Thomas Nevers

Personal information
- Date of birth: June 8, 1956 (age 70)
- Place of birth: Middletown, Connecticut, U.S.
- Positions: Defender; forward;

College career
- Years: Team / Apps / (Gls)
- 1974–1977: UConn Huskies

Senior career*
- Years: Team / Apps / (Gls)
- 1978: Chicago Sting / 3 / (0)
- 1979–1980: Memphis Rogues / 26 / (0)
- 1979–1980: Memphis Rogues (indoor) / 10 / (1)
- 1980–1981: Hartford Hellions (indoor) / 36 / (11)
- 1981–1982: Memphis Americans (indoor) / 35 / (7)

= Thomas Nevers =

American soccer player

Thomas Nevers is an American retired soccer player who played professionally in the North American Soccer League and Major Indoor Soccer League.

==Youth==
Nevers graduated from E. O. Smith High School in 1974 where he was a four sport letterman (soccer, baseball, golf and track).
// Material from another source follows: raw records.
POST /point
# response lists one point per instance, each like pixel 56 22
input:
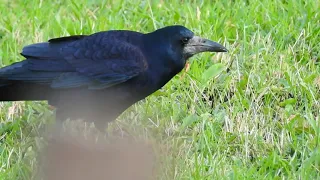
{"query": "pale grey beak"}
pixel 197 45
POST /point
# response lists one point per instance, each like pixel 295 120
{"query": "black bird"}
pixel 96 77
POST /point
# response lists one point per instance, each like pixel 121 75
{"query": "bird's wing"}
pixel 97 61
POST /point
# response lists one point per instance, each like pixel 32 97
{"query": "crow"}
pixel 97 77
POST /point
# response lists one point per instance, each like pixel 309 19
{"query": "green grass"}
pixel 259 120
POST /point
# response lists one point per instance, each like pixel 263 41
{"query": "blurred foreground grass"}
pixel 260 120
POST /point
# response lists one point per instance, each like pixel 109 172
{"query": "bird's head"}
pixel 181 42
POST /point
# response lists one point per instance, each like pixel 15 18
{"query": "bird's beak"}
pixel 197 45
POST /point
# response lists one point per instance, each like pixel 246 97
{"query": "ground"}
pixel 252 113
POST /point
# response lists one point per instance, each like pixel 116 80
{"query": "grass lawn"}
pixel 255 118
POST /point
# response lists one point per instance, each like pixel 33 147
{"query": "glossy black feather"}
pixel 95 77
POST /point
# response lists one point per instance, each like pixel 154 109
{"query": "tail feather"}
pixel 10 91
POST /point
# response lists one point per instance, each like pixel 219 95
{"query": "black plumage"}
pixel 97 77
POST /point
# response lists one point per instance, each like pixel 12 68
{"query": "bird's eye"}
pixel 184 40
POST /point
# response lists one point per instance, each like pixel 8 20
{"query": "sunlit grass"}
pixel 259 119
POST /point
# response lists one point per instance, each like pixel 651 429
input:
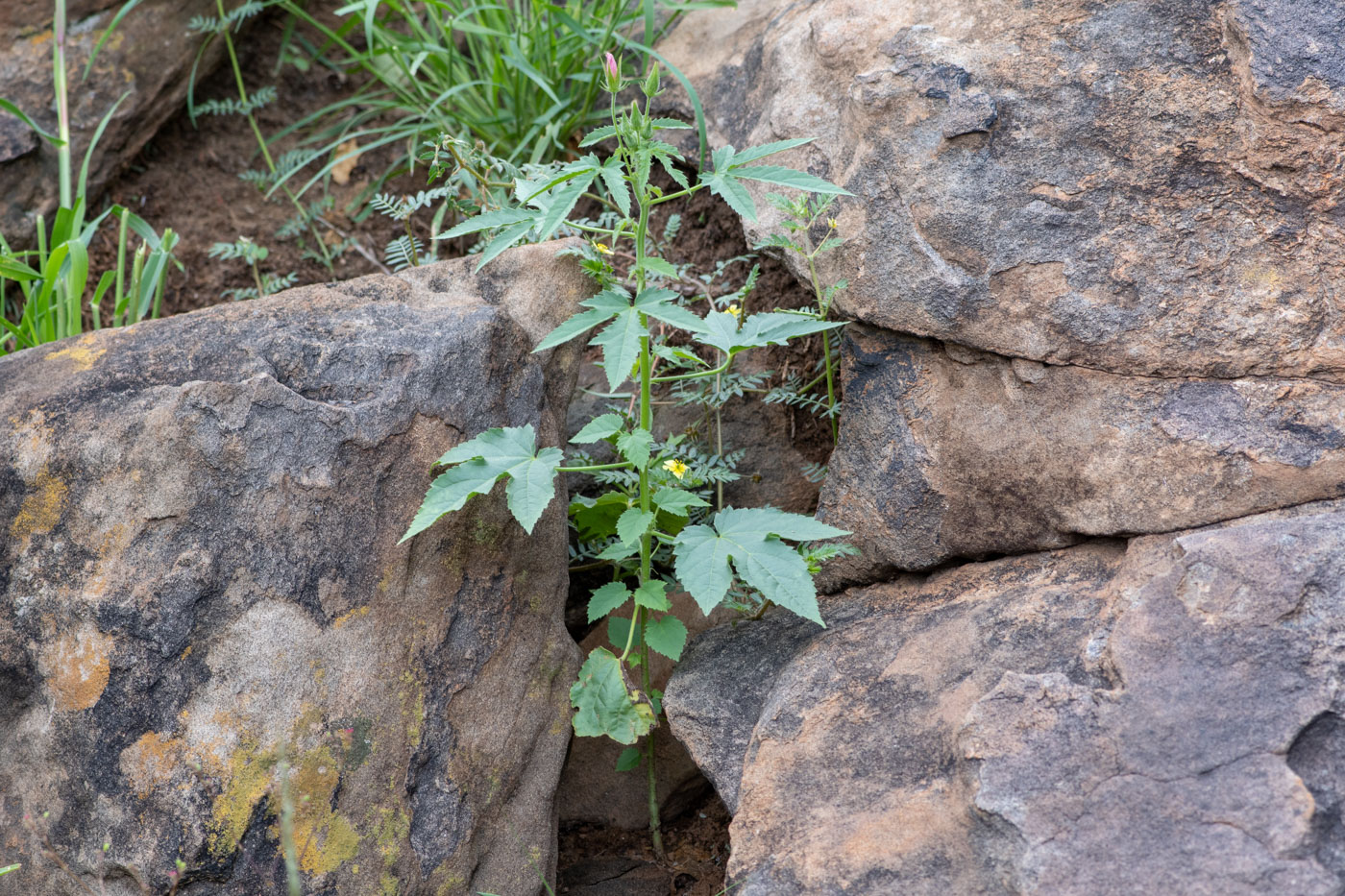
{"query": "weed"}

He led his high school team to the 1972 state championship and was an NSCAA High School All American. He is a member of the E.O. Smith High School Athletic Hall of Fame. He is also a member of the Connecticut Soccer Hall of Fame in 2007. He then attended the University of Connecticut where he played on the men's soccer team from 1974 to 1977.

==Professional==
Nevers turned professional in 1978 with the Chicago Sting of the North American Soccer League. In 1979, he moved to the Memphis Rogues where he played two outdoor seasons. In the fall of 1979, he began his indoor career with the Memphis Rogues of the indoor North American Soccer League, where he scored one goal in 11 games for the league runners-up. After one season, he transferred to the Hartford Hellions before the team moved to Memphis, Tenn. and his finished his career with the relocated Memphis Americans during the 1981-1982 MISL season.